Let $N$ be some positive integer, and consider finite sequences of natural numbers $x,y$ whose sum equals $N$.
We can in some cases build a total order among these sequences, provided we identify sequences differing only by the ordering of the elements.
For example, for $N=2$ we have $(1,1)\prec(2,0)$. Similarly, for $N=3$, we have $$(1,1,1)\prec(2,1,0) \prec (3,0,0).$$ For $N=4$, we have $$(1111)\prec(2110)\prec (2200)\prec (3100)\prec(4000).$$ Again, for $N=5$ we have the sequence: $$(11111)\prec(21110)\prec (22100)\prec (31100)\prec(32000)\prec(41000)\prec(50000).$$ How can we show that this always works (if it does)? More precisely, how do we show that the set of all non-increasing tuples of $N$ elements between $0$ and $N$ can be totally ordered via majorization?

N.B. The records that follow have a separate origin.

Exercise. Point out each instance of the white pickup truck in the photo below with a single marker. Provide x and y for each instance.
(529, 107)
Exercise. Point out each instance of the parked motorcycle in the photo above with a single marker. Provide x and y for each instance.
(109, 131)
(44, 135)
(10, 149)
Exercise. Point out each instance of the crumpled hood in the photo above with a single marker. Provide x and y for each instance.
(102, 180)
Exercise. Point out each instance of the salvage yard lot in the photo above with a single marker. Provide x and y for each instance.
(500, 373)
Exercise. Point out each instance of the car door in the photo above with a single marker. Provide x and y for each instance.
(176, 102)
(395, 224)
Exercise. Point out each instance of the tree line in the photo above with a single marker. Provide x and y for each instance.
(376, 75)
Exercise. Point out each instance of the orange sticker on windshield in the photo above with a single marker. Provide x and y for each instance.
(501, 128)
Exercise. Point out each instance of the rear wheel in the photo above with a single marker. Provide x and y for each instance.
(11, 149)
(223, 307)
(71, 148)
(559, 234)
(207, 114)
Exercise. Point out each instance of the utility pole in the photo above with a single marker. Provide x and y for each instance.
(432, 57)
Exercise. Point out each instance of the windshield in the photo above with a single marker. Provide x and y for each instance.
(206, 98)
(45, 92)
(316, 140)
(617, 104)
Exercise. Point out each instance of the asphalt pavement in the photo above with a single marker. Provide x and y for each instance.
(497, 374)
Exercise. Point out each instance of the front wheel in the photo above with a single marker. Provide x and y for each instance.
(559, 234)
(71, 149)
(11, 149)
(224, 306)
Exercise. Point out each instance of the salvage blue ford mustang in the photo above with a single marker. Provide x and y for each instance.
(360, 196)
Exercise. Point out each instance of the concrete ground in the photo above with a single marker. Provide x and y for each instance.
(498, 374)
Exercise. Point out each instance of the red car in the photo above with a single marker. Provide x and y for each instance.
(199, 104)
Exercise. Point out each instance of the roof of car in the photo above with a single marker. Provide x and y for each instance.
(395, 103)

This fails for $N=6$. The sequences $(3,1,1,1)$ and $(2,2,2,0)$ are incomparable, as $$3>2,$$ $$3+1+1<2+2+2.$$ In fact, all $N\geq6$ fail, since both $$(3,\underbrace{1,1,\ldots,1}_{N-3\text{ 1s}}),$$ $$(2,2,2,\underbrace{1,1,\ldots,1}_{N-6\text{ 1s}},0)$$ are incomparable too.